Place jam into hot sterilized jars and seal.    Make sure to listen for pops.   If they don’t seal, store in refrigerator.

This recipe made four pints of jam.

This is a pretty tangy jam but the slight hint of cinnamon from the basil definitely comes through.

I already sent one half pint to a friend for taste testing.

I had to call my mom (the old home ec. teacher) when it came to Rachel’s tips on sterilizing jars.   She sterilizes her jars in the oven.   Mom says that that is an old way to do it and according to modern canning tips and techniques, it is outdated and may not be safe.    However, when I asked mom about water bathing the jam (which Rachel doesn’t have in her instructions), mom said she never does that with her jam either BUT that modern tips and techniques do advocate a water bath for all canned goods.     So, I will leave you with this information and you can process your jam as you see fit.    If in doubt, store it in the freezer or refrigerator until ready to use.

My next experiment involved limes.   I loved the blackberry margaritas we made last year, so I wanted to capture that lime essence in a jam.    This time, I used liquid pectin and sort of followed the recipe in the insert.

The supplies.

Blackberry Lime Freezer Jam

2 c. crushed blackberries (about 2 pts.)
4 c. sugar
1 pouch liquid pectin (I used Certo.)
2 T. fresh lime juice
2 t. lime zest

Wash and rinse plastic sealable containers suitable for freezing.     (I usually use a three cup container.)
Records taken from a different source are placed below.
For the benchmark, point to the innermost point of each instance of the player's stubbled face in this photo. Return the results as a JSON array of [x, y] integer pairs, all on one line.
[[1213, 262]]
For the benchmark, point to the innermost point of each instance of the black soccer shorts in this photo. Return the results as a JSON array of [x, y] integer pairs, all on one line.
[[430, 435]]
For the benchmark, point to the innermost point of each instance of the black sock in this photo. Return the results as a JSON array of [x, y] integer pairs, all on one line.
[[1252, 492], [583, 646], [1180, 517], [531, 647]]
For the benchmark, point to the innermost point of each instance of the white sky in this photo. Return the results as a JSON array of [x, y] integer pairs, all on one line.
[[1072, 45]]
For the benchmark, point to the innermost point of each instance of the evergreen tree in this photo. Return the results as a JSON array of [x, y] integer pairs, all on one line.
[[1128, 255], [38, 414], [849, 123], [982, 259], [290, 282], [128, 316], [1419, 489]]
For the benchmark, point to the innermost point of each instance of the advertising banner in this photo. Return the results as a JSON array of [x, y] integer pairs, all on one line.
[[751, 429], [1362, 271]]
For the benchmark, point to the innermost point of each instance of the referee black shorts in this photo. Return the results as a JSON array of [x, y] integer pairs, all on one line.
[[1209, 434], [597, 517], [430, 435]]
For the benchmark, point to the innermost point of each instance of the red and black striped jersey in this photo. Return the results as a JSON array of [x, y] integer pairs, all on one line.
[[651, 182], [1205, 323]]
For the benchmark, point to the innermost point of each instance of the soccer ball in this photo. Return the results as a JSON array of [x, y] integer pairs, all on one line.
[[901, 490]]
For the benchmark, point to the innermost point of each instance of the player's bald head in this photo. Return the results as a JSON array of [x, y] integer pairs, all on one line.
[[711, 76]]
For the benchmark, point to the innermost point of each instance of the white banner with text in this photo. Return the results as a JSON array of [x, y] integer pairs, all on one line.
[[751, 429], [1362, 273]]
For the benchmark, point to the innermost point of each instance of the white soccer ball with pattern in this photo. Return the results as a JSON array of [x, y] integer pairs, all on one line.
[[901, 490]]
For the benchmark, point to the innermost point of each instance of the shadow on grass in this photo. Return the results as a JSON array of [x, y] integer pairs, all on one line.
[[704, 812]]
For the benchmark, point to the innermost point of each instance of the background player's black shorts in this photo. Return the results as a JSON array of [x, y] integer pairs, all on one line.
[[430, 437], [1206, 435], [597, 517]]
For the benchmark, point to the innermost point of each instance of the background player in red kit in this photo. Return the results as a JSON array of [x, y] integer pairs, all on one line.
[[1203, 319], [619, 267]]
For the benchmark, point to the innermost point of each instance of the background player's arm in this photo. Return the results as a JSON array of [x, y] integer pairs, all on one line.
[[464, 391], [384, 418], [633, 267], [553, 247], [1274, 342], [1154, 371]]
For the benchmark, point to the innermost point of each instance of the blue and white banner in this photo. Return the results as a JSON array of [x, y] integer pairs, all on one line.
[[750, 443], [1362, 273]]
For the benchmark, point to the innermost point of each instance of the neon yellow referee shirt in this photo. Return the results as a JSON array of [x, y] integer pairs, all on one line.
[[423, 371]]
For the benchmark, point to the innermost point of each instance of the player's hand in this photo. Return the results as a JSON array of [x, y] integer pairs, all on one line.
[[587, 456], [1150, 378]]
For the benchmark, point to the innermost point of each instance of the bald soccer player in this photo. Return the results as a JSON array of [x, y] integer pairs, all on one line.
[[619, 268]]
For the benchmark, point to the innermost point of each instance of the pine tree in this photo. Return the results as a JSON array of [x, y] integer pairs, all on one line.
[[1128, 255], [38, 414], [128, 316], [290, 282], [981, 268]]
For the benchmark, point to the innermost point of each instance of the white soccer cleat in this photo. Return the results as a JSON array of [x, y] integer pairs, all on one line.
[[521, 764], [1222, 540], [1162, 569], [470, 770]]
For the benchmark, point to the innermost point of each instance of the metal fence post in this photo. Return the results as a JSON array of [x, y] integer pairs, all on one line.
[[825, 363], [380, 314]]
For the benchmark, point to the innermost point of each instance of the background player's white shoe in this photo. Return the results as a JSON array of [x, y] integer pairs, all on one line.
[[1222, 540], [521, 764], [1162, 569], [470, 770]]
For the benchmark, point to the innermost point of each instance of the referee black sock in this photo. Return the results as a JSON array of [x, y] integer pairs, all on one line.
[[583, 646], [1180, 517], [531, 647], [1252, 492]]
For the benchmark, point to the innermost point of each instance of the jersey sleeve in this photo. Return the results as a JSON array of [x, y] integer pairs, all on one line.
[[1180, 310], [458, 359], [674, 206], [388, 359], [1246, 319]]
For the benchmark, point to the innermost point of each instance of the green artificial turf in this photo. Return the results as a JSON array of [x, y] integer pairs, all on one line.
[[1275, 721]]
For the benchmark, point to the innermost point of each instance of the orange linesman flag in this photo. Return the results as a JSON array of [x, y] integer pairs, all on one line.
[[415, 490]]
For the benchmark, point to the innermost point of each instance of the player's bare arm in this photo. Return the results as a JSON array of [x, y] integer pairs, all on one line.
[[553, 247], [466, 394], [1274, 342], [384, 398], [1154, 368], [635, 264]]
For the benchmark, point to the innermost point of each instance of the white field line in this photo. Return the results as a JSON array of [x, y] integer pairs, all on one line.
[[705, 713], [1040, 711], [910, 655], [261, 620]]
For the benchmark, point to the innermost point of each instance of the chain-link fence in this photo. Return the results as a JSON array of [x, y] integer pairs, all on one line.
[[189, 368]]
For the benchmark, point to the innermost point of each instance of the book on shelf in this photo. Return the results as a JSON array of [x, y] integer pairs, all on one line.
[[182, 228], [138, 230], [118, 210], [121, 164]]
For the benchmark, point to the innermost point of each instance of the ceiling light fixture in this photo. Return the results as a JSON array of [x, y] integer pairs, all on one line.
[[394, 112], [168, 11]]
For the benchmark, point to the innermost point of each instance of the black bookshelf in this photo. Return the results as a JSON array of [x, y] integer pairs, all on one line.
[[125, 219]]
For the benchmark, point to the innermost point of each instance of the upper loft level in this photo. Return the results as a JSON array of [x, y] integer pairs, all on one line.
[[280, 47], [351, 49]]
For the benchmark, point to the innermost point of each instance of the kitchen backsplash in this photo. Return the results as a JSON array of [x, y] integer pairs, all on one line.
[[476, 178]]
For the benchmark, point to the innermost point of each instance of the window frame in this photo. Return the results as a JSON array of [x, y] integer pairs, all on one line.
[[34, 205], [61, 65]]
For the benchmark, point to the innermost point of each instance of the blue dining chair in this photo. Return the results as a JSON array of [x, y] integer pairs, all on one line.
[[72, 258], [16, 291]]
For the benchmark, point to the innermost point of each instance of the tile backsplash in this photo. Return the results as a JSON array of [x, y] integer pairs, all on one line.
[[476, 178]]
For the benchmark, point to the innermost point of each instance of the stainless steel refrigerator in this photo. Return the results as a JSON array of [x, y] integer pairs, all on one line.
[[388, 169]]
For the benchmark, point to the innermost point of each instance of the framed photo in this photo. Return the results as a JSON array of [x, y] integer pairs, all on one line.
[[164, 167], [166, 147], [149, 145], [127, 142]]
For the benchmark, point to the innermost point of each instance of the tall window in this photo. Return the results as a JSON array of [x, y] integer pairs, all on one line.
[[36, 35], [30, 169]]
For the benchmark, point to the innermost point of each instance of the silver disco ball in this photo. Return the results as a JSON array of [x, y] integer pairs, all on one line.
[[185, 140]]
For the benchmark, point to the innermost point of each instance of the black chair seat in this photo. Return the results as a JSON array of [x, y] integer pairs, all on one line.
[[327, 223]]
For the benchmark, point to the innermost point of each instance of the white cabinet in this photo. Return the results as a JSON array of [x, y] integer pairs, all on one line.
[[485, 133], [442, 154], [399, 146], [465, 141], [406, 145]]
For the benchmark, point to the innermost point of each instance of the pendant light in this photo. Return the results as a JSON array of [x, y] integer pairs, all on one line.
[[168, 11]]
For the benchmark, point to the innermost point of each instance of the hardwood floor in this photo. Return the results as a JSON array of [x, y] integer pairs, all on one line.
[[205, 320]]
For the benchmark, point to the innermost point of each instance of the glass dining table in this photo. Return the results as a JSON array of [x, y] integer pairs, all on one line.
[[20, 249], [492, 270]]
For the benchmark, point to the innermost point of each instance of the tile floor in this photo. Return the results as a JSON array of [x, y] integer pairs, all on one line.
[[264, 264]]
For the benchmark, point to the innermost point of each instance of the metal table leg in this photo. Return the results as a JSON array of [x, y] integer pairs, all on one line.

Wash and rinse blackberries and crush.   You will need 2 cups of crushed berries.     (A potato masher works best for this.)    Keep the berries fairly chunky.

Stir sugar into crushed fruit and let set for 10 minutes, stirring occasionally.

In a separate small bowl, stir together liquid pectin and lime juice.   After the ten minute, stir in the pectin-lime mixture.  Stir constantly until sugar is dissolved, about three minutes.

Stir in lime zest.

Pour into prepared containers.  Make sure you leave a 1/2 inch gap at the top.   Jam will expand in the freezer.

Let stand at room temperature for 24 hours until set.    Refrigerate up to three weeks or store almost indefinitely in the freezer.   (The Certo instructions say one year, but in my freezer clean out frenzy, I found some undated peach jam that I am pretty sure has been in there for a LONG time.)

My intent was to make a traditional cooked jam and just add lime, but I couldn’t get past the 7 cups of sugar needed for that recipe.   Four cups is plenty!   So, I found two packets of pectin for sugar free jam.   My father is a diabetic and so I have always wanted to try this for him; I just never have had all the ingredients.   Most sugar-free pectins call for white grape juice.  I made a point of having the juice on hand this time.    I made two batches and followed the directions on the packet, BUT I added a bit of ground cinnamon to one batch with a little agave nectar for sweetness.   On the second batch, I added three cinnamon sticks to the pot while it boiled and added about 1/2 c. of blackberry honey.   (Cinnamon is suppose to be good for diabetics as well.)

I also broke down and made a traditional jam with lime juice and lime zest (similar to the freezer jam version) and the SEVEN CUPS OF SUGAR!  I used the recipe on the pectin insert and just added the juice of one lime and about two teaspoons of lime zest.

That’s a lot of jam.

Wow—I still had blackberries left.   I made a blackberry cobbler based on Blueberry Lavender Cobbler with Ginger Struesel.

Blackberry Lavender Cobbler with Ginger Struesel

I had a whole lot of struesel left over so I made some blackberry muffins and topped them as well.

They’re not very pretty!

I then whipped up a pitcher of blackberry-lime margaritas.

It is happy hour!

Whew!    Twenty pounds of blackberries yielded fifteen pints of assorted jam, one cobbler, seven jumbo muffins, and a gallon and a half of frozen berries!      Oh, yeah, and the margaritas.   I am going to go have a glass now!